Ainda da primeira metade do século dezanove, a Biblioteca possui a obra A Treatise on Astronomy, de Sir John, Herschel, publicada em 1835. Aborda aspectos fundamentais da Astronomia, pela mão de um astrónomo de grande renome, filho de outro astrónomo não menos famoso: William Herschel (informação datada). Trata-se de um livro de grande valor documental, ainda em bom estado de conservação (referências: 2794; F7d).

Elaborada por um autor português, Astronomia Spherica e Nautica, de Mattheus V. do Couto (1839) é uma obra interessante, versando a Astronomia de posição e as suas aplicações à arte de navegar (referências: 974; E6).

Escrita com o intuito de fazer divulgação, já em 1857, a obra Astronomie Populaire, do astrónomo francês Dominique François Arago (1756-1853), em 4 volumes, é hoje um livro de grande de interesse histórico, com valor documental extraordinário, e uma exposição cuidada das matérias; contém algumas estampas desdobráveis, diversos mapas e pequenas figuras com interesse (referências 35; E7). Encontra-se em bom estado de conservação.

Histoire de l’Astronomie, de Hoeper, publicado em 1873, é um livro essencialmente documental, recheado de maravilhosas descrições textuais, mas pouco ilustrado (referências: 2212;E2d).

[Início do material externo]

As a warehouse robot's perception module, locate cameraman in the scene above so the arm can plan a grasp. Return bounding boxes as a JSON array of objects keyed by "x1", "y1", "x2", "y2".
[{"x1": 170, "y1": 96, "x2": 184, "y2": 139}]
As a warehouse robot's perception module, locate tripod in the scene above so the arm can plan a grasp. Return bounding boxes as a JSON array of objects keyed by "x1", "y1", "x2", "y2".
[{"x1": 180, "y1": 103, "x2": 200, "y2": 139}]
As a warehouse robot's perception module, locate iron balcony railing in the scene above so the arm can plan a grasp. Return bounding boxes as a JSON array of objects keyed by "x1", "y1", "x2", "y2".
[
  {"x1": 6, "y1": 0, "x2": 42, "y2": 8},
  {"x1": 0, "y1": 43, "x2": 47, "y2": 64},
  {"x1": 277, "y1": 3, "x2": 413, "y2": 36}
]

Outra obra interessante Les Soleils, ou les Étoiles Fixes, de Delaunay (1878), contém uma exposição muito clara, acompanhada por algumas figuras (referências: 2289; F8d).

De l’Origine du Monde—Théories Cosmogoniques des Anciens et des Modernes, de H Faye, é outra obra que vale a pena consultar, embora a informação nele contida seja de validade estritamente histórica. Esta edição é de 1885 e contém aspectos representativos do pensamento do século XIX (referências: 4923; dep).

Initiation Astronomique, de Camille Flammarion (1908), contém noções fundamentais em linguagem clara, cativante e acessível, ao nível da iniciação como o título sugere, pelo punho de um astrónomo e divulgador de primeira água. Possui algumas ilustrações de pequena dimensão, bem características da época e encontra-se em óptimo estado de conservação. É uma obra datada mas importante, porque nos revela mais uma vez que a intenção de divulgar os conhecimentos científicos já existia no princípio do século (referências: 687;1 D8). A Biblioteca possui uma tradução portuguesa deste livro: Iniciação Astronómica (1910), vertida para a língua portuguesa por Manoel Ribeiro (referências: 6209; D7).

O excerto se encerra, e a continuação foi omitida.